Skjold Neckelmann (born November 24, 1854 - May 13, 1903) was a Danish-German architect, best known for designing four Strasbourg buildings that are landmarks of the Neustadt district - the National and University Library, the National Theatre, the Palais de Justice and Saint-Pierre-le-Jeune Catholic Church.

==Biography==
Neckelmann was born in Hamburg, Germany.
He studied from 1874 in Vienna with Theophil Hansen.

During his most productive years, Neckelmann worked as an associate with the German architect August Hartel.

Neckelmann and Hartel designed many buildings together in Strasbourg including:

- 1888–1892: National Theatre (built to house the legislative assembly of the German Imperial territory of Alsace-Lorraine, of which Strasbourg was the capital from 1871 to 1918)
- 1889–1893: Church of Saint Pierre-le-Jeune catholique
- 1889–1895: National and University Library

Neckelmann and Hartel also designed the Christ Church, Cologne, and the Haus der Wirtschaft Baden-Württemberg in Stuttgart (1889-1896) which is now a museum.

When Hartel died in Strasbourg in 1890, Neckelmann was obliged to see through alone all the projects which they had conceived together. He went on to design the Strasbourg Palais de Justice (1894 - 1898) alone, but it was his last major project. In 1901 he ceased all professional activity for health reasons. He died during 1903 in Neckargemünd.

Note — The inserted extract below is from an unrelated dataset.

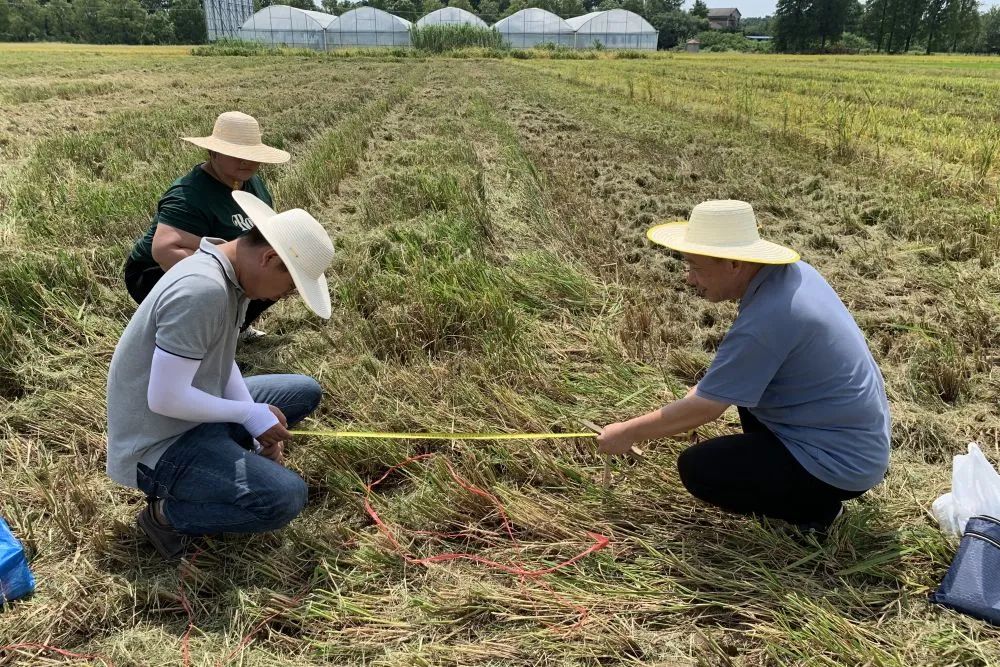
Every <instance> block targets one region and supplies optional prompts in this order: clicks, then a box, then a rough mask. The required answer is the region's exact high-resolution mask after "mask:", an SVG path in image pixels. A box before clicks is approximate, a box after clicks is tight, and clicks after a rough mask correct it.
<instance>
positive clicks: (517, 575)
mask: <svg viewBox="0 0 1000 667" xmlns="http://www.w3.org/2000/svg"><path fill="white" fill-rule="evenodd" d="M432 456H434V454H420V455H418V456H412V457H410V458H408V459H406V460H404V461H402V462H401V463H398V464H396V465H394V466H392V467H391V468H389V469H388V470H387V471H386V472H385V474H383V475H382V476H381V477H379V478H378V479H377V480H375V481H374V482H371V483H370V484H367V485H365V511H366V512H368V515H369V516H370V517H371V518H372V520H373V521H374V522H375V525H376V526H378V529H379V532H381V533H382V534H383V535H384V536H385V537H386V539H388V540H389V542H390V543H391V544H392V546H393V547H394V548H395V550H396V552H397V553H399V555H400V556H401V557H402V558H403V560H405V561H406V562H408V563H413V564H415V565H425V566H426V565H429V564H431V563H442V562H446V561H452V560H468V561H472V562H475V563H479V564H481V565H486V566H488V567H492V568H495V569H498V570H501V571H503V572H507V573H509V574H513V575H516V576H518V577H521V578H522V579H532V580H535V581H536V583H538V584H539V585H540V586H542V587H543V588H545V589H546V590H547V591H548V592H549V593H550V594H551V595H552V596H553V597H554V598H555V599H556V600H558V601H560V602H562V603H563V604H566V605H567V606H569V607H571V608H573V609H574V610H575V611H577V612H578V613H579V614H580V619H579V620H578V621H577V623H576V624H574V626H573V627H574V628H575V627H579V625H581V624H582V623H583V621H584V619H585V618H586V617H587V615H588V611H587V609H586V608H585V607H580V606H578V605H574V604H572V603H570V602H568V601H567V600H566V599H565V598H563V597H561V596H559V595H558V594H557V593H556V592H555V590H554V589H553V588H552V586H551V585H549V584H548V583H546V582H544V581H542V580H541V579H540V577H542V576H544V575H547V574H552V573H553V572H556V571H557V570H560V569H562V568H564V567H568V566H569V565H572V564H573V563H576V562H577V561H579V560H581V559H582V558H585V557H586V556H589V555H590V554H592V553H595V552H597V551H600V550H601V549H604V548H605V547H607V546H608V545H609V544H610V543H611V540H610V539H609V538H608V537H605V536H604V535H599V534H597V533H593V532H590V531H587V536H588V537H590V539H592V540H593V541H594V543H593V544H592V545H590V546H589V547H588V548H586V549H584V550H583V551H581V552H580V553H578V554H576V555H575V556H573V557H571V558H567V559H566V560H564V561H562V562H560V563H557V564H555V565H552V566H550V567H545V568H537V569H528V568H527V567H525V566H524V565H523V564H522V563H521V561H520V560H518V559H515V560H514V561H513V564H507V563H500V562H498V561H494V560H490V559H488V558H483V557H482V556H477V555H475V554H471V553H460V552H448V553H442V554H436V555H434V556H426V557H423V558H418V557H415V556H413V555H411V554H410V553H409V552H408V551H407V549H406V548H405V547H404V546H403V545H402V544H400V542H399V540H398V539H396V536H395V535H394V534H393V531H392V530H391V529H390V527H389V525H388V524H386V522H385V521H384V520H383V519H382V517H381V516H380V515H379V514H378V512H377V511H375V508H374V507H373V505H372V503H371V496H372V492H373V490H374V488H375V487H376V486H378V485H379V484H381V483H382V482H383V481H385V479H386V478H387V477H388V476H389V475H390V474H392V473H393V472H395V471H396V470H398V469H400V468H403V467H405V466H407V465H409V464H410V463H414V462H416V461H423V460H425V459H427V458H430V457H432ZM444 463H445V465H446V466H447V467H448V472H449V473H450V474H451V477H452V479H454V480H455V482H456V483H457V484H458V485H459V486H461V487H462V488H463V489H465V490H466V491H468V492H469V493H472V494H474V495H477V496H479V497H481V498H484V499H486V500H487V501H488V502H489V503H490V504H491V505H493V507H494V508H496V510H497V512H498V513H499V514H500V516H501V520H502V522H503V526H504V529H505V531H506V532H507V535H508V536H509V537H510V540H511V543H512V544H513V545H514V549H515V550H516V551H517V552H518V553H520V552H521V551H522V549H521V545H520V544H519V543H518V541H517V538H516V537H515V536H514V526H513V522H512V521H511V519H510V516H509V515H508V514H507V512H506V510H504V508H503V504H502V503H501V502H500V500H499V499H498V498H497V497H496V496H494V495H493V494H491V493H489V492H488V491H485V490H483V489H480V488H479V487H477V486H475V485H473V484H472V483H471V482H469V481H468V480H466V479H463V478H462V477H461V476H460V475H459V474H458V473H457V472H455V469H454V468H453V467H452V465H451V463H450V462H449V461H448V459H444ZM397 530H399V531H406V532H408V533H410V534H414V535H427V536H437V537H457V536H462V537H465V536H468V534H467V533H457V534H456V533H435V532H433V531H424V530H409V529H405V528H397Z"/></svg>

Neckelmann had spent many years in Stuttgart. For many years he ran an architect's cabinet in Stuttgart, where the architect Johann Emil Schaudt (1871-1957) once worked. He also taught architecture in Stuttgart. One of his pupils was Georg Stähelin (1872-1950).

He was the author of a number of books, mostly on architecture, but also a book on Danish philosophers of the Renaissance (Denkmäler der Renaissance in Dänemark).